The industry as a whole has enjoyed steeply rising room prices and high occupancy but one indication recently was that Marriott International cut back on its business forecast for the rest of the year.
“Despite a double-digit year-over-year growth in income, shares of the Bethesda, Md.-based company — and those of some competitors — fell even as stock indexes rose to record highs. Investors appear to react to Marriott’s scaling back of expectations for 2007,” said Reuters.
Resurgent demand from business travelers starting in 2004 after the post-9/11 travel slump ushered in a boom for the hotel industry. But travelers have been showing resistance to room rate increases.
Wall Street analysts have been warning in the past few months that the growth rate for the hotel business can be expected to slow.
“We’re now going to see a slow, moderate and healthy growth,” said Sean P. Smith, an analyst at Zacks Investment Research.

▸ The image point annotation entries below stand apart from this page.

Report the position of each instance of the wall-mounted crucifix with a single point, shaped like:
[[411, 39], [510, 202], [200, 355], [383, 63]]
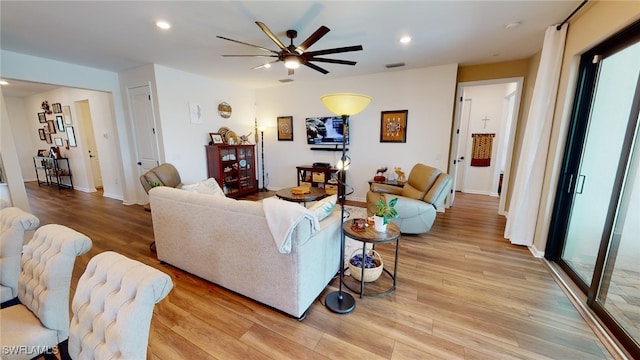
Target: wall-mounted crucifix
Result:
[[485, 122]]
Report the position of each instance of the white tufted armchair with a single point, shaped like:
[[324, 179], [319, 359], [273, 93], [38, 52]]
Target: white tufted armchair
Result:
[[113, 306], [14, 222], [41, 321]]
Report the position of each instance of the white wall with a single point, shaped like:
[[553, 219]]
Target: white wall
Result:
[[30, 68], [486, 101], [25, 124], [427, 93], [183, 142]]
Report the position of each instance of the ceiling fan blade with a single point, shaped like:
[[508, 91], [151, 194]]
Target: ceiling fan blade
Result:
[[333, 61], [316, 67], [264, 65], [244, 43], [271, 35], [322, 31], [250, 55], [332, 51]]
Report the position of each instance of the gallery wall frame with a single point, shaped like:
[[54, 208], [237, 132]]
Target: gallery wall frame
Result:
[[393, 126], [59, 123], [66, 113], [285, 128]]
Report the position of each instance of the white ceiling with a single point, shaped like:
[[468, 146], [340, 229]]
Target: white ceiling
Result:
[[119, 35]]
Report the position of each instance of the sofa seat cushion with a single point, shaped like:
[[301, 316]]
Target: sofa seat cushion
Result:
[[323, 208], [208, 187]]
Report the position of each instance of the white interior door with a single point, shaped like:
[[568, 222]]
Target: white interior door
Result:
[[144, 125]]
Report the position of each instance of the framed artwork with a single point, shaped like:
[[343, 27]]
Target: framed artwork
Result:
[[216, 138], [51, 127], [285, 128], [59, 123], [71, 137], [66, 113], [393, 126]]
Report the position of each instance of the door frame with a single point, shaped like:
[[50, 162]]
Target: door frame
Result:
[[455, 134]]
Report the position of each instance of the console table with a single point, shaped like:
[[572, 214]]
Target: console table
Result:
[[324, 177]]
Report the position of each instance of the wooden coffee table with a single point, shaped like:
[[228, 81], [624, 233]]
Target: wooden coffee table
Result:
[[315, 193], [371, 236]]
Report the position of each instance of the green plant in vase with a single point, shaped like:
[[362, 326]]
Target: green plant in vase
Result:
[[385, 211]]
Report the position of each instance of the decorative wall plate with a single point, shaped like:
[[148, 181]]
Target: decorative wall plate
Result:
[[224, 110]]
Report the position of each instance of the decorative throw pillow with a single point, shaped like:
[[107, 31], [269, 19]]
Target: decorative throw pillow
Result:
[[324, 207], [209, 187]]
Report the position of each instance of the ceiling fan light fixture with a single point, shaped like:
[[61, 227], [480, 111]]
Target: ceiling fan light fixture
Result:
[[291, 62]]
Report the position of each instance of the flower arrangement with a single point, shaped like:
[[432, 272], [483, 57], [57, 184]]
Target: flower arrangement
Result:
[[386, 210]]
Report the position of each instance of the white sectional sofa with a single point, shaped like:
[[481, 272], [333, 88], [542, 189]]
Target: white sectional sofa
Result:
[[229, 243]]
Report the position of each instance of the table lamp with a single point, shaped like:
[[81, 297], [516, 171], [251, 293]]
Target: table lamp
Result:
[[345, 105]]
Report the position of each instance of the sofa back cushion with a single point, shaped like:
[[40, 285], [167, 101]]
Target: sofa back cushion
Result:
[[420, 180]]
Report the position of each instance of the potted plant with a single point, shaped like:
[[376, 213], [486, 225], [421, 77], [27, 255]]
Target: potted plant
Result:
[[384, 212]]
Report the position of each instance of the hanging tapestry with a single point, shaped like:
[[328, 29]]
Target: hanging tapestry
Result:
[[481, 150]]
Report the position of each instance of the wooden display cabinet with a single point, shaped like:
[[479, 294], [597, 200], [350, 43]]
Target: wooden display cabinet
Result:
[[233, 166]]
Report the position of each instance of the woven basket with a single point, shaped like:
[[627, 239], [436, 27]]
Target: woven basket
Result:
[[371, 274]]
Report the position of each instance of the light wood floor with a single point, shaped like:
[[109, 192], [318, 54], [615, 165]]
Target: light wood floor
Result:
[[463, 293]]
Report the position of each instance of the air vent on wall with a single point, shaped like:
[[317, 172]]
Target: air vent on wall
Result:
[[391, 66]]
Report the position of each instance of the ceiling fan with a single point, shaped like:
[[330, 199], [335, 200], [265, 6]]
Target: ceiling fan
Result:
[[294, 56]]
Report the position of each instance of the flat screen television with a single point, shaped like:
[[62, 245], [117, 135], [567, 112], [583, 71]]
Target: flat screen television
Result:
[[325, 130]]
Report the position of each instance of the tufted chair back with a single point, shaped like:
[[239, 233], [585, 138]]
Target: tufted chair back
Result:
[[113, 306], [14, 222], [45, 280]]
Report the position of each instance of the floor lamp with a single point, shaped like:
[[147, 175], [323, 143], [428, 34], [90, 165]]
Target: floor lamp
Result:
[[344, 105], [261, 129]]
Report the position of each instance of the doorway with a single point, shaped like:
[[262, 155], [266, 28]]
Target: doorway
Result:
[[488, 110], [83, 110], [595, 224]]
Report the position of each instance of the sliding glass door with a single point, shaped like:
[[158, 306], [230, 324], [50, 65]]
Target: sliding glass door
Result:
[[596, 220]]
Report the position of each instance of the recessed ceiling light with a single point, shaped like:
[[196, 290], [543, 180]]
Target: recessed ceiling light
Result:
[[164, 25], [512, 25]]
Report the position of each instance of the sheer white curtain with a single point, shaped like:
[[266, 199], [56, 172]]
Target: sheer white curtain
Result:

According to industry tracker Smith Travel Research, occupancy industry-wide will decline only slightly this year from 2006. The average daily rate in 2007 will be 6% higher than 2006, according to Smith Travel. That compares with 7.2% annual growth last year.
But even with a slowdown, travelers shouldn’t expect deep discounts, says Bjorn Hanson, an analyst for PricewaterhouseCoopers.